Non passa giorno che non si legga di “appelli” di gruppi di intellettuali per una “nuova scuola”, una “nuova educazione”, un “nuovo sistema formativo”, a conferma del fatto che quello esistente non soddisfa quasi più nessuno, Pareri e opinioni al riguardo si sprecano anche se i tratti del contesto, in cui la scuola dovrebbe ridisegnare la propria mission formativa, appaiono abbastanza definiti. Ciò può essere tradotto in tre termini: equità, capacitazioni ed educazione generativa.

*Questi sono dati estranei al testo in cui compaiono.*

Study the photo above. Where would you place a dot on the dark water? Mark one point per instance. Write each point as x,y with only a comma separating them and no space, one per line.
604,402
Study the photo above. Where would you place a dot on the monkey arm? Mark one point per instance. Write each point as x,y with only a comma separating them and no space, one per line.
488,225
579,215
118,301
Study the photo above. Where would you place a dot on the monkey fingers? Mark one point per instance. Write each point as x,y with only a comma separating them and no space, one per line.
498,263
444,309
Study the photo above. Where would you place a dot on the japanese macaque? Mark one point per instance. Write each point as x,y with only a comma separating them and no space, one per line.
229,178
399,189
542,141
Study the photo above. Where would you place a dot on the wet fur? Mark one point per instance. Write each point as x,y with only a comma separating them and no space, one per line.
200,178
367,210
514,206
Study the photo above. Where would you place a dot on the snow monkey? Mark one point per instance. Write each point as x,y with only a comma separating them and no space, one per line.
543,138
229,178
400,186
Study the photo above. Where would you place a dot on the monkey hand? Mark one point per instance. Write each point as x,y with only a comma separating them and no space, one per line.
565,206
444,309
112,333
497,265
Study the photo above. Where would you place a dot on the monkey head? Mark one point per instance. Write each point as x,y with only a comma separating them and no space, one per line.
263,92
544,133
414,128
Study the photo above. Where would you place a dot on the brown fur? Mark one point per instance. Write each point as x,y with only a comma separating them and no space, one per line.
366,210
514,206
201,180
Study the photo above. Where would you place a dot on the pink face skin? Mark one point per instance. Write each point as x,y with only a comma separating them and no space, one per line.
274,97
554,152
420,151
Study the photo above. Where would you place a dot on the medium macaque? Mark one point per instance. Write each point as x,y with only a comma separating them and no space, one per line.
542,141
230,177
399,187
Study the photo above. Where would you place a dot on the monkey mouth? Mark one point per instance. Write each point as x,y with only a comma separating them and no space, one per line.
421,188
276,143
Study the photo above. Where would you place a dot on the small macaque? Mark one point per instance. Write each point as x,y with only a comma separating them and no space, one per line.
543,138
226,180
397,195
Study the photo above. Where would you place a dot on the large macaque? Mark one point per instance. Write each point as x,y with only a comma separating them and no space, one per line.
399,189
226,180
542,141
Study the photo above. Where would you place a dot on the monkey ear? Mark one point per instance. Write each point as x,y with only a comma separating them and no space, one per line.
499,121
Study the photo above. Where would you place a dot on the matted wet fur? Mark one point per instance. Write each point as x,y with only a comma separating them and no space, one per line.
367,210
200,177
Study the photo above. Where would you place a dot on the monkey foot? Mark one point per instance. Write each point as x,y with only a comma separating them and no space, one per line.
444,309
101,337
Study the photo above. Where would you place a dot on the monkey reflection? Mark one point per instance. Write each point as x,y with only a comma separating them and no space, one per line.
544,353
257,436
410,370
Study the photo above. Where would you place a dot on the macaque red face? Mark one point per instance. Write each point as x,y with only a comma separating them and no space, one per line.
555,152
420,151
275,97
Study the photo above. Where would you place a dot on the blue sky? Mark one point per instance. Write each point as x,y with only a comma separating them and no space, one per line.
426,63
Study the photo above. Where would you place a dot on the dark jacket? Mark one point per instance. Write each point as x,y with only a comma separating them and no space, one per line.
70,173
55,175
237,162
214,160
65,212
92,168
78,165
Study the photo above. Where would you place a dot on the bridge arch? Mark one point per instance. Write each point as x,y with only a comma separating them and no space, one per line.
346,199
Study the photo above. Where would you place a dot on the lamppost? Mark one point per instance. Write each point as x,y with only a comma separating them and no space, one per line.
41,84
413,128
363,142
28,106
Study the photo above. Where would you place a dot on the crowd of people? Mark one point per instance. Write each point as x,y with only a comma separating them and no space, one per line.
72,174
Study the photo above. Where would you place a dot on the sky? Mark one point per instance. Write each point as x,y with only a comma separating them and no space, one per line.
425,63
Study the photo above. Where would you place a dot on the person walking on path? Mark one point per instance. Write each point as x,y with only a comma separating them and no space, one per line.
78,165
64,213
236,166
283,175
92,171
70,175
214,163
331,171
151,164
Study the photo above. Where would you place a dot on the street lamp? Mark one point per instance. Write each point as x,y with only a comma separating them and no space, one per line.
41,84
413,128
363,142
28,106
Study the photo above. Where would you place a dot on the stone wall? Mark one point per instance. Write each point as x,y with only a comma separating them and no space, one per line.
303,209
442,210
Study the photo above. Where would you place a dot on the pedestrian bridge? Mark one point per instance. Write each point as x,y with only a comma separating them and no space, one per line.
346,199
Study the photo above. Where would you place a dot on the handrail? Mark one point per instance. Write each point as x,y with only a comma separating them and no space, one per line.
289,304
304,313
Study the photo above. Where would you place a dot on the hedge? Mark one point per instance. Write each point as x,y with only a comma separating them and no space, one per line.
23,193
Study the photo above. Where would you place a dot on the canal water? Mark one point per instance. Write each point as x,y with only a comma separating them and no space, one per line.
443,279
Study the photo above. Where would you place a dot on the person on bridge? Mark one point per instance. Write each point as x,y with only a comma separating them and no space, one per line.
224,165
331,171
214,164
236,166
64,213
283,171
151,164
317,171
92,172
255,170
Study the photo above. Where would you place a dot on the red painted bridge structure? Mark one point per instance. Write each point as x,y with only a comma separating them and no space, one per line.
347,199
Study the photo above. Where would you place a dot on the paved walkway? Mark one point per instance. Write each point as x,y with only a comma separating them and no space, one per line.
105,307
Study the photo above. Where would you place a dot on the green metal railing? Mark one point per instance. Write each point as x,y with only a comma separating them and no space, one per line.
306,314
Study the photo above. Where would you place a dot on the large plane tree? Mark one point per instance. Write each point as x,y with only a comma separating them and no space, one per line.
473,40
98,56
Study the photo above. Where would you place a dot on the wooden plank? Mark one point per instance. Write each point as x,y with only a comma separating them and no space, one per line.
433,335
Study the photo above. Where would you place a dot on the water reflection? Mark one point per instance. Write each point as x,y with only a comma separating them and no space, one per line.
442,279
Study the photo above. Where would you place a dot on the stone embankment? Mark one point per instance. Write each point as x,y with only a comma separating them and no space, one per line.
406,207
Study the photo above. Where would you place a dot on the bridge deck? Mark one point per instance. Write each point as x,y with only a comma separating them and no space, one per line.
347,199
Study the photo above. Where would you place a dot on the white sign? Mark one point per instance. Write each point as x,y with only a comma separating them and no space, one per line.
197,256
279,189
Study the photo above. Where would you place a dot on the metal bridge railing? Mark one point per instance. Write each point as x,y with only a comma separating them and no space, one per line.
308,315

Equità. Tutta la questione del dovere dello Stato moderno di assicurare il “benessere sociale” dei suoi cittadini esplode: quando i “cittadini” che vivono in uno stato non sono tutti “cittadini” di quello stato (migranti, profughi, stranieri); quando si comincia riconoscere la diversità dei “punti di partenza” dei cittadini rispetto al traguardo della soddisfazione dei loro bisogni; quando si comincia a pensare alle diversità non solo come un handicap, ma come una risorsa… Ancora: come la società post-moderna è chiamata a rivedere il concetto di “giustizia sociale”, la scuola non può più prefiggersi di assicurare la “giusta formazione” attraverso la “giusta distribuzione della conoscenza”, ma deve imparare a gestire le infinite diversità delle persone che la frequentano assicurando a tutte le medesime opportunità di sviluppo dell’apprendimento.

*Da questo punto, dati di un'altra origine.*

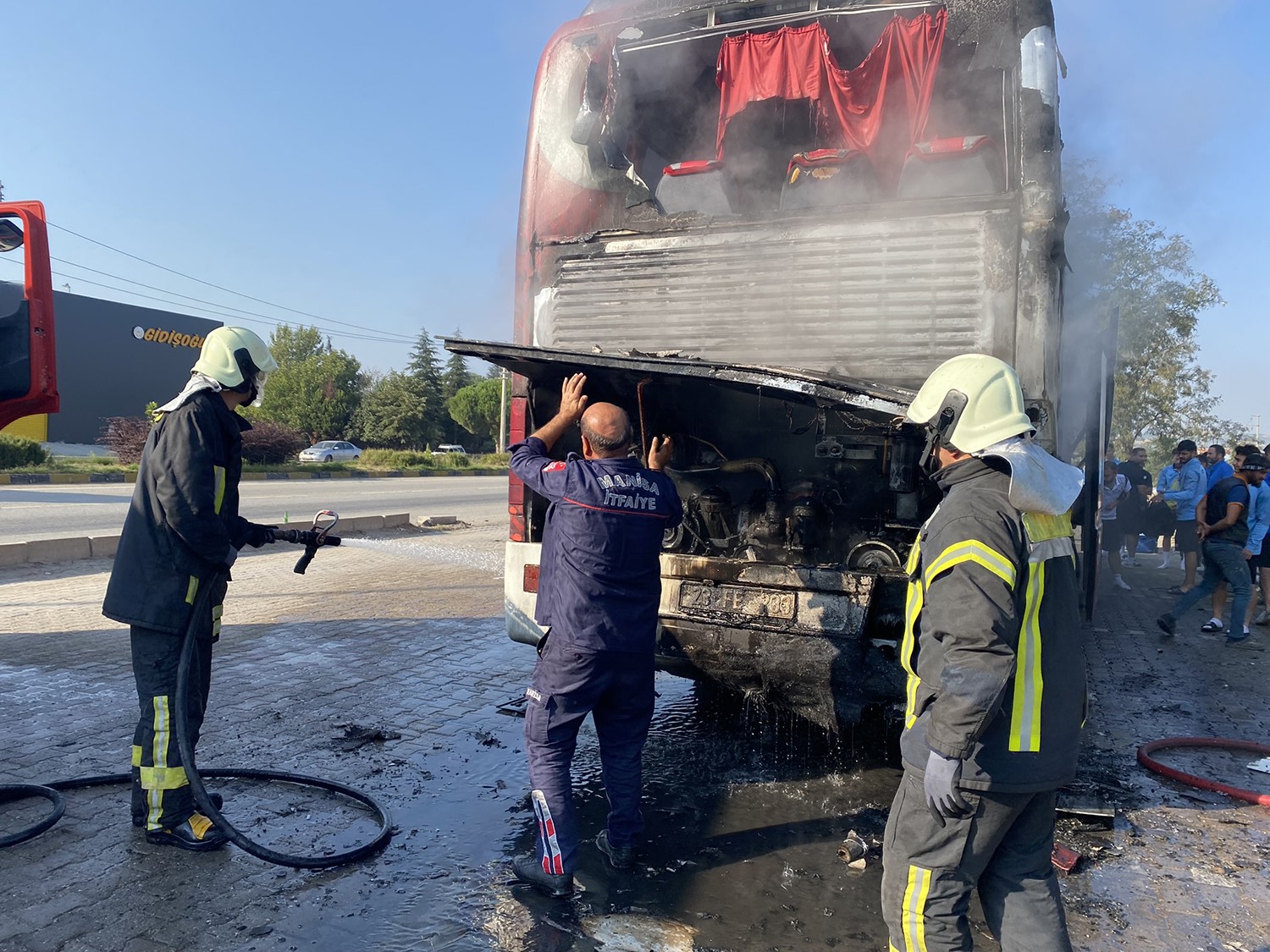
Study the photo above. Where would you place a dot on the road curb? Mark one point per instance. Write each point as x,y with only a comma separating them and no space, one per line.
47,551
71,479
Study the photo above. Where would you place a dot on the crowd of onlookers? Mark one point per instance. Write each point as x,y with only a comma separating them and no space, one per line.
1213,513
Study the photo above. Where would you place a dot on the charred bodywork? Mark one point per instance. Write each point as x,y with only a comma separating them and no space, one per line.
802,498
800,487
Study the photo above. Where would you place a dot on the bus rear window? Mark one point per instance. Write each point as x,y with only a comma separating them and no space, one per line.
742,135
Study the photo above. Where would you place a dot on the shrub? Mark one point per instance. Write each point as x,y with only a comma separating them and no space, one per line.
19,451
396,459
268,442
126,437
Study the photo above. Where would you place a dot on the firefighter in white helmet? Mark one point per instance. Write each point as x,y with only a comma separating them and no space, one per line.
996,674
183,532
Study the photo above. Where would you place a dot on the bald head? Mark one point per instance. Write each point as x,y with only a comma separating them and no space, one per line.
609,431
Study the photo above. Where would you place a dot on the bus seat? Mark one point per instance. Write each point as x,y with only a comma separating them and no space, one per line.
827,178
703,187
947,168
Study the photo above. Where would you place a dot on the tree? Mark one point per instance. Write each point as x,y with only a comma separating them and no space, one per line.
477,408
317,388
1135,266
394,413
424,368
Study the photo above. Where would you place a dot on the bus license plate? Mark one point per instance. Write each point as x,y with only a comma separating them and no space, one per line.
737,599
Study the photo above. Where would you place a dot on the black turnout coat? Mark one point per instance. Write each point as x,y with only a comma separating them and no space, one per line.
183,518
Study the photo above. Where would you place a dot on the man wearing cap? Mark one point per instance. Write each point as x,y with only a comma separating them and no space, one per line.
1224,531
996,674
1194,485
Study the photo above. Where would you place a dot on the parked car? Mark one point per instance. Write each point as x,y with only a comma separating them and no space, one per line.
329,451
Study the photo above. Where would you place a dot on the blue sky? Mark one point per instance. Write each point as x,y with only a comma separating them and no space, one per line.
362,162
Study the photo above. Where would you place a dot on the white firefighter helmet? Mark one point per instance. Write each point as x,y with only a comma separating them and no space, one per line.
972,401
236,358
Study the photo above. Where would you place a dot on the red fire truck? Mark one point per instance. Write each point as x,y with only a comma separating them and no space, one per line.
28,372
759,226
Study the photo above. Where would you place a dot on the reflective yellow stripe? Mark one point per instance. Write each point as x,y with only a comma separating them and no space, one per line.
1041,527
164,777
908,647
1051,537
972,551
914,556
1029,685
914,909
218,476
160,758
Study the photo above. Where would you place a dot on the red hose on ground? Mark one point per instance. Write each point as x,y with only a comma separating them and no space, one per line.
1145,758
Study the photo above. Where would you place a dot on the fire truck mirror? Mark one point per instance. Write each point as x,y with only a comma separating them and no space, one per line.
10,236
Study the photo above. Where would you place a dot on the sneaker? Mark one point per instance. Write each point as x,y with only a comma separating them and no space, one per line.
218,801
197,834
621,857
528,870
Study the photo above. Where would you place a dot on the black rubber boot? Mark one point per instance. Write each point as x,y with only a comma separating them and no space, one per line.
196,834
530,870
621,857
218,801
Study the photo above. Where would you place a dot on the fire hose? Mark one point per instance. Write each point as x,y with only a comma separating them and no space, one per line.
1146,759
312,540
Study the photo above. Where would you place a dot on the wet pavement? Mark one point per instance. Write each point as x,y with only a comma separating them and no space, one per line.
746,807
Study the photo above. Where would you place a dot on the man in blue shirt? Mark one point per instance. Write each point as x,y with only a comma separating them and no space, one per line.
1218,469
599,586
1224,531
1194,485
1259,515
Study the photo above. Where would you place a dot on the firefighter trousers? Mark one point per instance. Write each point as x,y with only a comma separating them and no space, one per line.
616,690
160,791
1002,850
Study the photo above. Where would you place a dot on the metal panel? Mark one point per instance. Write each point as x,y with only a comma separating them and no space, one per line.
886,300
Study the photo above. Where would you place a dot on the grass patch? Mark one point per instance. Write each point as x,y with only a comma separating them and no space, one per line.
373,461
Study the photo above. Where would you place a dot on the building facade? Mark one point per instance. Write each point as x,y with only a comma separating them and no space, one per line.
113,360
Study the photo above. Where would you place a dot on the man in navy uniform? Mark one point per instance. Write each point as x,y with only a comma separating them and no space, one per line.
599,591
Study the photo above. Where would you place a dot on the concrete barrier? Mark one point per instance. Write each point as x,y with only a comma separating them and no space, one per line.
103,546
13,553
58,550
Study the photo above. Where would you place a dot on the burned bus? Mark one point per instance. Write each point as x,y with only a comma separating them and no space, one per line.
759,226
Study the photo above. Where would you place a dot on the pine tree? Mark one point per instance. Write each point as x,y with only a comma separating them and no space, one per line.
455,378
424,370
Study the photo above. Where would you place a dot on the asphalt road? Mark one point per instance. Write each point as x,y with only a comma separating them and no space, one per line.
30,513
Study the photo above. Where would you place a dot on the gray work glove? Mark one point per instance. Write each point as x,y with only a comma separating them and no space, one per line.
942,797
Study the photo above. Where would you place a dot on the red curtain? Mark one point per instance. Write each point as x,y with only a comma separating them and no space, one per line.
881,107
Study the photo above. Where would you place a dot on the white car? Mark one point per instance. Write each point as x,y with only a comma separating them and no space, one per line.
329,451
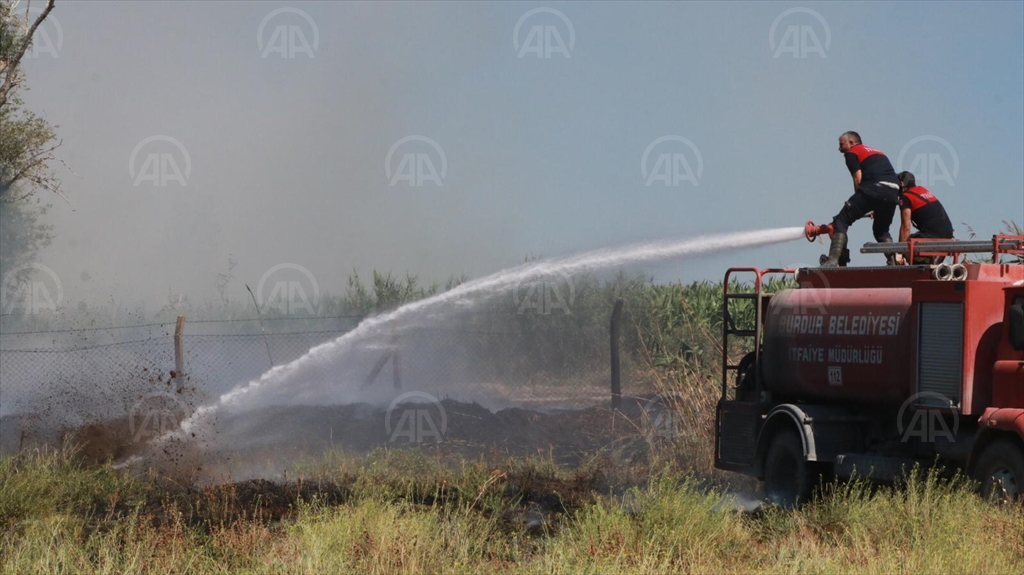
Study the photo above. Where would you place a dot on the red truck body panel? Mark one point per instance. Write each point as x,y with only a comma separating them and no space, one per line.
852,335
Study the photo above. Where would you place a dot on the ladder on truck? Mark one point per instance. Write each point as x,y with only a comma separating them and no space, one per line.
729,327
734,450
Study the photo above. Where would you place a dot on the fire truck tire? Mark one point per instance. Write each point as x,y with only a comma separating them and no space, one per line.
788,477
1000,471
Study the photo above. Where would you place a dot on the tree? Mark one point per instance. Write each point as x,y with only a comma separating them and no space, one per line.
27,145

Capacitazioni (capabilities). Si tratta di una proposta che va sotto il nome di Capabilities Approach (CA): un modo di affrontare le tematiche etico-politiche basato sullo sviluppo e ancor prima sulla possibilità di vivere una vita degna per l’individuo a partire da quelle che sono definite – appunto – capacitazioni. Rispetto al concetto di “capacità” la “capacitazione” è descritta da un minimo e un massimo di “potenziale dello svi- luppo umano” e proprio nel cammino tra le capacità minime e quelle massime che si esercita il percorso educativo richiesto dal contesto della post-modernità. Non è più questione di “talenti” da sviluppare nella misura in cui uno li possiede (come si diceva negli anni ’80); ora il tema educativo è la “mobilitazione dell’intero potenziale di miglioramento e di crescita di ognuno. Le capabilities sono definite formalmente come “modi di agire, fare ed essere, che costituiscono tipicamente la vita umana e la distinguono da altre forme di vita reali o possibili”. Ogni elenco delle capacità, rivedibile per principio a causa della sua collocazione storica, nel momento in cui si colloca nell’ottica delle capacità stesse, mette a fuoco una “dignità dell’altro” basata principalmente sulla sua ragion pratica e socievolezza.

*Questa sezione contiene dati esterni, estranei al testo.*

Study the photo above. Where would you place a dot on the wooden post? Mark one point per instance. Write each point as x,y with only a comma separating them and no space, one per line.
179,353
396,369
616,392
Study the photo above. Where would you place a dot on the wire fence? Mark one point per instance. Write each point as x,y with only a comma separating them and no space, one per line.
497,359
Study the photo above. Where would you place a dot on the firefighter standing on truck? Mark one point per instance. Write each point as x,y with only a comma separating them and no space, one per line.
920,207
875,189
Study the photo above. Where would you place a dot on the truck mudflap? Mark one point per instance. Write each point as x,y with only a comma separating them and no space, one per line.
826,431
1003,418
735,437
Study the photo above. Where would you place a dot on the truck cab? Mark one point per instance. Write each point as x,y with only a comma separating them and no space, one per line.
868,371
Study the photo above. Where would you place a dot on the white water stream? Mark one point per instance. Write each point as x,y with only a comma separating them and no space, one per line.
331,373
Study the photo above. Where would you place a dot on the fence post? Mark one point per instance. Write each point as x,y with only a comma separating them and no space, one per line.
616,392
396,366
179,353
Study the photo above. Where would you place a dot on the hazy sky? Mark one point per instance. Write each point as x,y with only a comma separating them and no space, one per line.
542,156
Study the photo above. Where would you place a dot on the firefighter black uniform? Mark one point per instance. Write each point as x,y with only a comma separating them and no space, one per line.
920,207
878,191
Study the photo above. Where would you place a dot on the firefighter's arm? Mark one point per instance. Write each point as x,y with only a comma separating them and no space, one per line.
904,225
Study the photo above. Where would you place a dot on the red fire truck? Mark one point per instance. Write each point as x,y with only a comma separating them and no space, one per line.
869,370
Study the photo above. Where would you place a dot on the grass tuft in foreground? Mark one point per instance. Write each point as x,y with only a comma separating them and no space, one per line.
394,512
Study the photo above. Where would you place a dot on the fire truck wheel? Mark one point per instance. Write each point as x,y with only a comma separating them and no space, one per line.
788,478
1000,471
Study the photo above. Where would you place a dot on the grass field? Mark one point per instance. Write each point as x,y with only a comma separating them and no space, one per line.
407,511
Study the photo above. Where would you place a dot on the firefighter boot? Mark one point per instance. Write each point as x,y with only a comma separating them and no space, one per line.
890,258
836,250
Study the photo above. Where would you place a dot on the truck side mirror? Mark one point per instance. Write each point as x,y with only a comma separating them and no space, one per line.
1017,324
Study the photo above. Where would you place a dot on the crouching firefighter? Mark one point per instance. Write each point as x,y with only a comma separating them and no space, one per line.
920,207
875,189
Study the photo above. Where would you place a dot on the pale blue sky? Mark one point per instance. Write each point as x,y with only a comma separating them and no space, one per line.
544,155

Educazione generativa. Dunque l’educazione nell’età post-moderna non può guardare a ciò che uno “deve” diventare, ma a ciò che ogni persona può diventare investendo sul suo potenziale di “capacitazioni”, grazie all’aiuto di una giustizia non distributiva, ma solidale (equità). Ma vediamo i tratti della educazione generativa. Il progetto di vita, o l’orientamento verso il proprio futuro attraverso la dimensione creativa e “produttiva” nel senso di generazione di benessere e lavoro per sé e per gli altri; l’apprendimento continuo, ovvero la creazione delle condizioni per ricreare se stessi e partecipare al processo continuo di generazione delle conoscenze, lungo tutto l’arco della vita; la partecipazione sociale: se è vero, come è vero, quel che dice un proverbio africano (che “serve un villaggio per educare”) vale anche l’opposto, ovvero che a ogni persona, per essere integralmente educata, occorre partecipare alla vita del proprio villaggio. In altre parole la formazione non è mai soltanto un fatto individuale e la conoscenza un patrimonio personale, ma sempre una costruzione dialettica tra il soggetto e il contesto in cui vive e opera.